Un certain usage du téléphone, qui a tendance à s’imposer dans nos pratiques, peut symboliser une démission du cerveau. Si avant, ce cadeau de la nature, dont les capacités se sont considérablement développées lors de la révolution cognitive d’il y a 75 000 ans, avait le monopole du calcul, de l’orientation, de la mémoire..., le recours à ces facultés connut un bouleversement énorme avec les différentes grandes révolutions qui eurent lieu dans le monde de la technologie et dans l’univers incontrôlable du numérique. Une exploitation immodérée des nouveaux outils, qui naquirent dans cet écosystème qui leur est favorable, s’accompagne d’un délaissement du cerveau, impliquant l’affirmation d’un gardien artificiel de la mémoire et, par extension, de l’identité.

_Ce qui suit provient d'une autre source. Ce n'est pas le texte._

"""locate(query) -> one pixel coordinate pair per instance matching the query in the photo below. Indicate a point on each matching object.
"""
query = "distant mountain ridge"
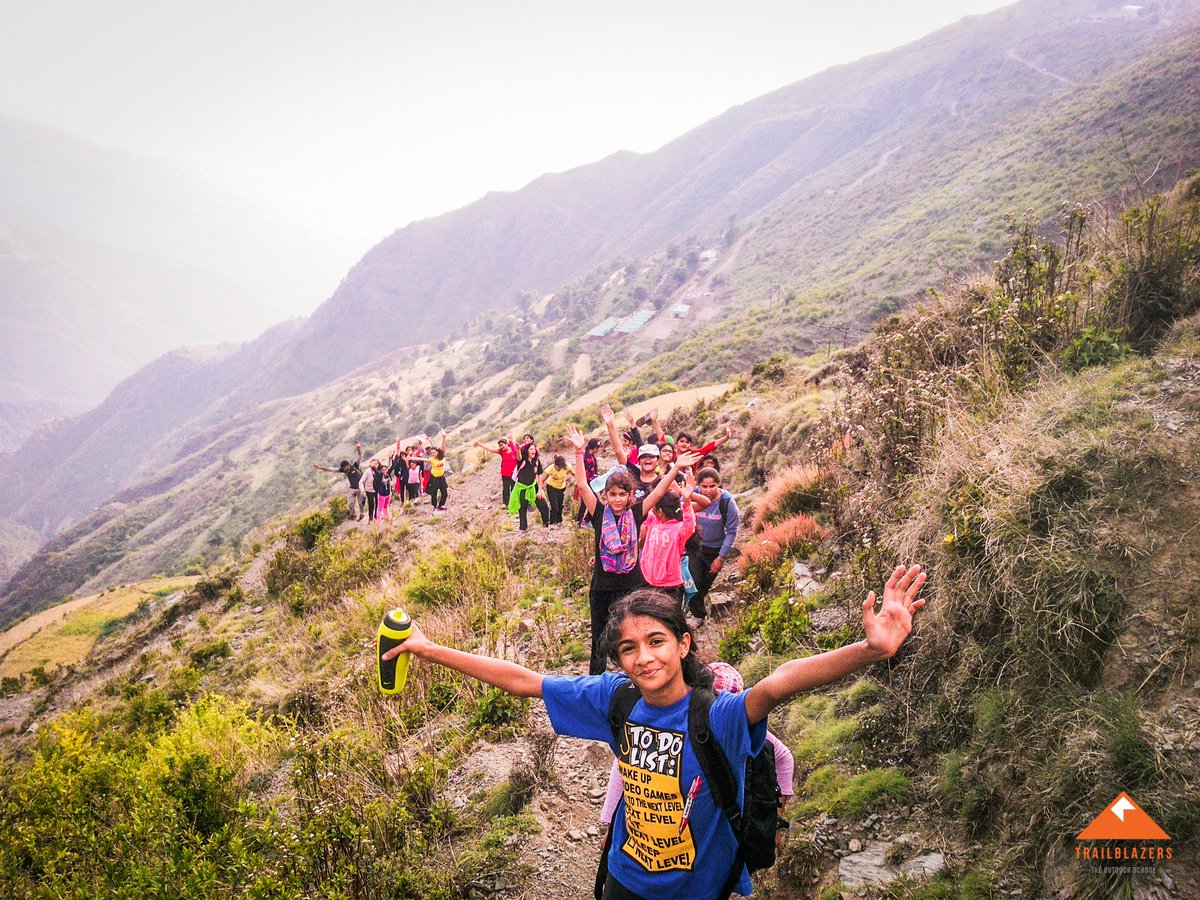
(869, 180)
(107, 261)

Le philosophe John Locke a un jour imaginé une expérience de pensée que l’histoire retiendra sous le nom de l’histoire du prince et du savetier. Un prince et un savetier s’endorment. Au cours de cette nuit, tous les souvenirs du prince sont transférés dans le corps du savetier. Qui est-il alors au matin, se réveillant dans la peau du savetier mais se souvenant de son palais, de l’enfance qu’il y a passée, des gens de la cour qu’il y a fréquentés ? Pour John Locke, cet individu est le prince, car le support de l’identité est la mémoire : on sait qui l’on est grâce aux traces que les expériences passées ont laissées en nous. Et quand on sait aujourd’hui à qui, ou plus exactement à quoi, nous confions notre mémoire personnelle, on peut se demander si l’on n’a pas aussi aliéné notre identité à la machine.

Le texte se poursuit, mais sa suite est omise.